19 Aralık 2000, Türkiye tarihinin en büyük hapishaneler katliamının gerçekleştirildiği tarihtir.
21 yıl geçti üzerinden.
19 Aralık, Türkiye tarihinin en çarpıcı kesitlerinden biridir.
Faşizmin niteliğinin her yönüyle en açık ortaya çıktığı bir gündür.
Burjuva basının, burjuva politikacıların, ordunun, ve bilcümle düzen kurumlarının faşizmin sömürü ve zulüm politikalarında nasıl bir rol üstlendiğinin açık geldiği bir dönemdir.
21 Hapishaneye aynı anda giren işkenceci katliamcı güruh, hapishaneleri yakıp yıktı, yüzlerce tutsağı planlı bir şekilde katletti ve işkencelerden geçirdi.
Emir, Başbakan Bülent Ecevit tarafından verildi.
Ecevit, katliamcılara yaptığı son konuşmada onları “KILICINIZ KESKİN OLSUN” diye uğurladı.
O kılıç, o gün 28 tutsağı katletti.
“Solcu”, “çelebi”, “şair” Başbakan Ecevit, katliamın ardından, ayağını 28 cesedin üstüne basarak “teröristler devletle başedilemeyeceğini anlamış olmalılar” diye demeç verdi.
DSP’li Adalet Bakanı Hikmet Sami Türk, katliamın ardından, henüz cenazeler yerde, diri diri yakılanlar morgdayken, yaptığı ilk açıklamada, “zaiyat tahminlerimizden az olmuştur” dedi.
Türkiye ve dünya halkları o an öğrendi ki, daha fazlasını katletmeyi planlamışlardı.
Burjuva basın, 19 Aralık manşetleriyle, katliamı meşrulaştırma görevini üstlendiler. Tutsakarın kanıyla yazıldı o gün manşetler.
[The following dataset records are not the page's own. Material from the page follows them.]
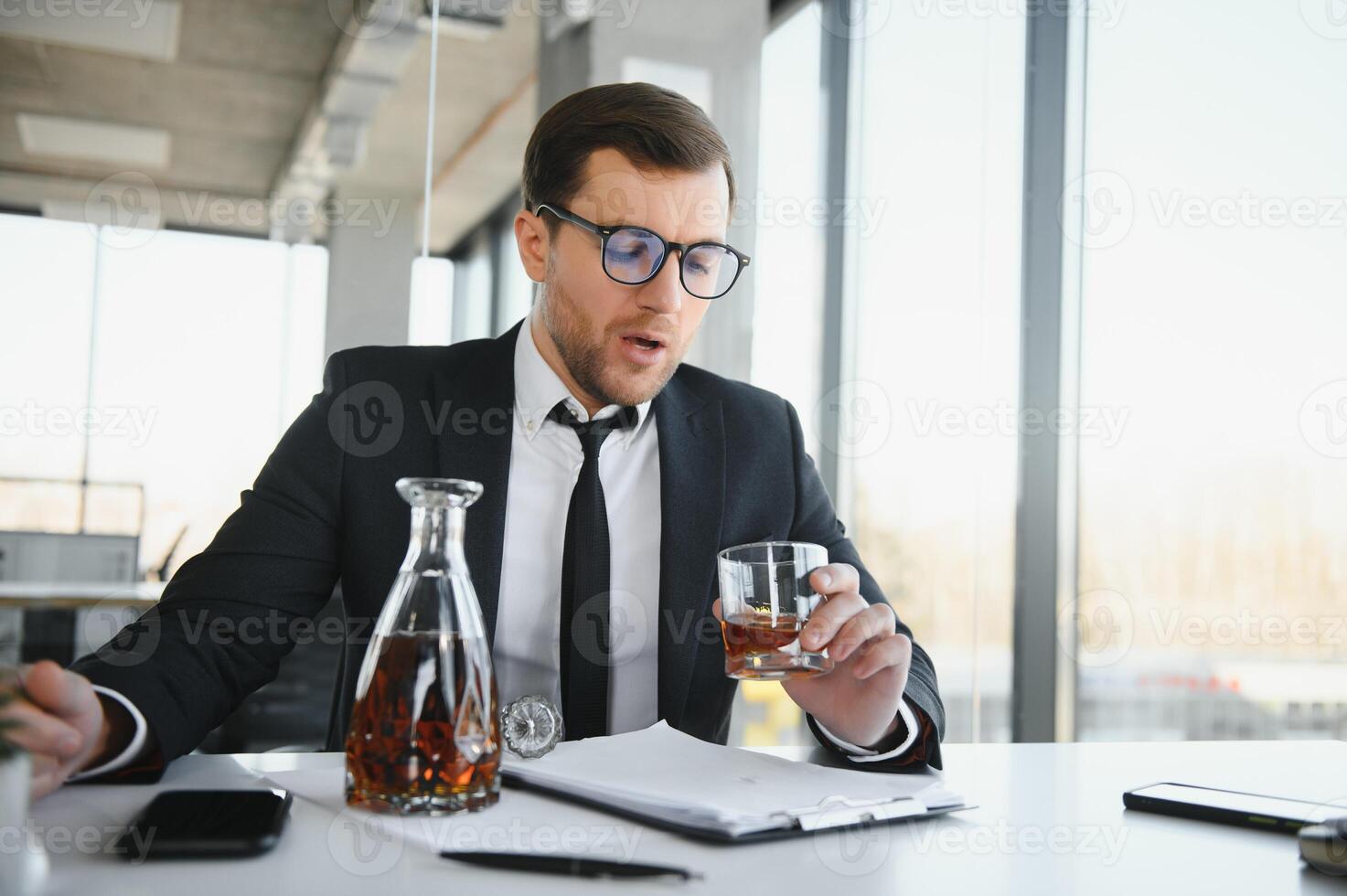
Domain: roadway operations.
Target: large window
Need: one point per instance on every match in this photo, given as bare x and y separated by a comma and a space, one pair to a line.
931, 426
158, 375
1213, 529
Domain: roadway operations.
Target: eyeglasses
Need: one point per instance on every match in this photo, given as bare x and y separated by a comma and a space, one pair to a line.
636, 255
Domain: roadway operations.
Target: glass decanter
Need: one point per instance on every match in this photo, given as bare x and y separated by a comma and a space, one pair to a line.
424, 733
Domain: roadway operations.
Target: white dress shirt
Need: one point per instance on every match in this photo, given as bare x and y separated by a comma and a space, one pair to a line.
544, 464
546, 460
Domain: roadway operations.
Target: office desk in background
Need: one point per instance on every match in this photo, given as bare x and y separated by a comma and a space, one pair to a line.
1050, 819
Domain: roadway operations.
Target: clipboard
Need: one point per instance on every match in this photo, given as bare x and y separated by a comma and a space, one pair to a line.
671, 781
842, 816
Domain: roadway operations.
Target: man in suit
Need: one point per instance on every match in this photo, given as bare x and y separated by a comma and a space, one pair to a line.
581, 423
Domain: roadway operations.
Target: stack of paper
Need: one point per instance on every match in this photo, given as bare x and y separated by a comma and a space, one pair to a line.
663, 773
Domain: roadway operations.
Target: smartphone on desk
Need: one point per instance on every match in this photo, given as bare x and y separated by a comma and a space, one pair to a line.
208, 824
1230, 807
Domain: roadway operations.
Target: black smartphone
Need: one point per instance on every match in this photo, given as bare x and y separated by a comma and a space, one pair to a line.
208, 824
1230, 807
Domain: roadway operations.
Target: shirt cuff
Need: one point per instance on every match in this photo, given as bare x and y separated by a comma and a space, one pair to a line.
133, 751
866, 755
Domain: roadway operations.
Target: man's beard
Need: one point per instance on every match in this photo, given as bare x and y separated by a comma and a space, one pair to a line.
585, 357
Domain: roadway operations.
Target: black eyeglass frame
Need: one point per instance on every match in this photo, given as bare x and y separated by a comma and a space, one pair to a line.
604, 232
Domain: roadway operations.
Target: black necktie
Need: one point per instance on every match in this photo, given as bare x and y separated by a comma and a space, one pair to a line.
585, 583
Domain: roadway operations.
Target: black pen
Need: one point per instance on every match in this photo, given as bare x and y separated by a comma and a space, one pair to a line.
570, 865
19 Aralık’ın birkaç gün öncesinden başlayan devlet terörü ve 19 Aralıktaki katliam karşısında, düzen solcuları ve reformistler, sindiler ve seslerini çıkarmadılar.
19 Aralık katliamını gerçekleştiren siyasi sorumluların, askeri sorumluların hiçbiri ve bizzat hapishanelere girip tutsakları katledenlerin hiçbiri, hesap vermediler, cezalandırılmadılar.
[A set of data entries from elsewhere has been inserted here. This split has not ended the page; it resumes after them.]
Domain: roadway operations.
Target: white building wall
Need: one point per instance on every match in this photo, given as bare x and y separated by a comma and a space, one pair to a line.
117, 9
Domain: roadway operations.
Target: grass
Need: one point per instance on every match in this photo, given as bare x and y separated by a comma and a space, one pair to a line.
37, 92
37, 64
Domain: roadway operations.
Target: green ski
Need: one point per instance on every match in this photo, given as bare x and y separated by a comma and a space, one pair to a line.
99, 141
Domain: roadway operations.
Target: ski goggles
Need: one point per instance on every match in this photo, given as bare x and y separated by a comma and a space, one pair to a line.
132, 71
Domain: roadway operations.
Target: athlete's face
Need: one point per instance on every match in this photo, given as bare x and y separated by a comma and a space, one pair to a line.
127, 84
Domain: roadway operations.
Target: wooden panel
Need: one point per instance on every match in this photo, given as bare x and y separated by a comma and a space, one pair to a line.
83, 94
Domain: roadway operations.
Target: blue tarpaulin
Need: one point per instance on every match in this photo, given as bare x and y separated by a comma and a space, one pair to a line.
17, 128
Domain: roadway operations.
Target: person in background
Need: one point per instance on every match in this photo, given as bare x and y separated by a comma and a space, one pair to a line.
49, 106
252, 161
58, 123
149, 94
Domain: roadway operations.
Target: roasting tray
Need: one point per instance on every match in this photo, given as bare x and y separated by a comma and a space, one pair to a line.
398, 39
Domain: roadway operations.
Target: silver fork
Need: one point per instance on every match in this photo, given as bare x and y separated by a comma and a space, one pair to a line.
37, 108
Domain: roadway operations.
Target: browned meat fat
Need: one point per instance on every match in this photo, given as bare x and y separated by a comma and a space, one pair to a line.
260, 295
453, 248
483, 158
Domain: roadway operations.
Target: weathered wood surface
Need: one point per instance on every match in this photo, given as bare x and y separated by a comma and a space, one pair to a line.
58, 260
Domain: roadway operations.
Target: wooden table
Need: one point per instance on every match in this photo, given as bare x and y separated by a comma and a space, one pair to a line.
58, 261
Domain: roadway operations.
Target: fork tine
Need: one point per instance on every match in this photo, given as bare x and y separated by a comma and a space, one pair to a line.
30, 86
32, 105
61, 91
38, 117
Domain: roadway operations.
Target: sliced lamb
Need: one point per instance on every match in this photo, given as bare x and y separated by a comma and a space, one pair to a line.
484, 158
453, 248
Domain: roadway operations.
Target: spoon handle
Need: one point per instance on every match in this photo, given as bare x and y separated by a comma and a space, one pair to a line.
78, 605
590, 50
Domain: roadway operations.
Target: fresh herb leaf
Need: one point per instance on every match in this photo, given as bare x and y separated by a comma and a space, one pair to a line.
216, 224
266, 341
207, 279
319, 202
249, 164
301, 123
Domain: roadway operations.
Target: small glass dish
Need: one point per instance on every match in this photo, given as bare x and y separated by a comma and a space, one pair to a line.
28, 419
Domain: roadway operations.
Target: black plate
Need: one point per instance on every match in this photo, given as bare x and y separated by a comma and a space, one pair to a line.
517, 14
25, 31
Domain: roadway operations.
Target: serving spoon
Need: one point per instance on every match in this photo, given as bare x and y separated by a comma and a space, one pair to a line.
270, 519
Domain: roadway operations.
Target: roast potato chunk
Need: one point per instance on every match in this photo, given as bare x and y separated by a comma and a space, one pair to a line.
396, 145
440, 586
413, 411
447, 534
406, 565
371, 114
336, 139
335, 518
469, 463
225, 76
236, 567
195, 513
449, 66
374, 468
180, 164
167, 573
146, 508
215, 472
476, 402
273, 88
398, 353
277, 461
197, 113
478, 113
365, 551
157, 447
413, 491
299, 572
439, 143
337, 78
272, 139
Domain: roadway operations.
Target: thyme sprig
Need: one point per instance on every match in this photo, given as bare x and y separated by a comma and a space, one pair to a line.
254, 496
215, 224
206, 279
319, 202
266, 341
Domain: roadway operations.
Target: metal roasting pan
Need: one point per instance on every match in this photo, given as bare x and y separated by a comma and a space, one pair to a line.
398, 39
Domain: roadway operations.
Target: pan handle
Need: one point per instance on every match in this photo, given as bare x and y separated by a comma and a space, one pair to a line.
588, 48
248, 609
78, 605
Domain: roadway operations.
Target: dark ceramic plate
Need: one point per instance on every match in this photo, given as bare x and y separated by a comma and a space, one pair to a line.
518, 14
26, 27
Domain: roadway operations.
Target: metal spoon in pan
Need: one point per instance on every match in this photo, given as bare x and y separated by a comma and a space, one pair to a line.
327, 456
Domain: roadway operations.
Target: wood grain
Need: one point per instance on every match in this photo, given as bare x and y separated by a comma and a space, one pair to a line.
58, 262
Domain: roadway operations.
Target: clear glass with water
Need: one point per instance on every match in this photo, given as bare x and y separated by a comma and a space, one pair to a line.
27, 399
İşte bütün bu nedenlerden dolayı 19 Aralık unutulmamalı.
21 yılda unutturmadık.
210 yıl daha geçse, unutturmayacağız.
Gerçek Haber Ajansı olarak, bu nedenden dolayı, 19 Aralık katliamının yıldönümünde katliamı bir kez daha anlatacağız.
Katliama dair az bilinenleri yeniden gündeme getireceğiz.
Katliama katılanların yıllar sonra anlattıklarını, yani itiraflarını yayınlayacağız.
Gerçekleri yerin yedi kat dibine gömseler de gizleyemezler.
Katiller, yerin yedi kat dibine girseler de hesap vermekten kurtulamazlar.
Gerçekler karartılamayacak.
Türkiye halkı, bu katliamın hesabını er geç soracak.
Biliyoruz ki, katliamcılar, korku içinde yaşıyorlar o gün bugündür.
Öyle ki, katliamın ertesinde, bazıları o büyük korkudan dolayı, tutanakları bile imzalamamışlardı.
Bu katliamın sorumluları, mahkemeye çıkarılmasalar da, halkın nezdinde lanetlenmiş ve mahkum edilmişlerdir; hepsi suçlarını bilmektedirler, bu nedenle korku içinde yaşamaktadırlar.,,
Öyle yaşamaya devam edecekler.
Yazılanlara bakıp bakıp, halkın unutmadığını görüp, yerin dibine girmek isteyecekler.
Cehennemin dibine kadar yolları var.
Gerçekler karartılamayacak, 19 Aralık unutturulmayacak, adalet er gec yerini bulacak.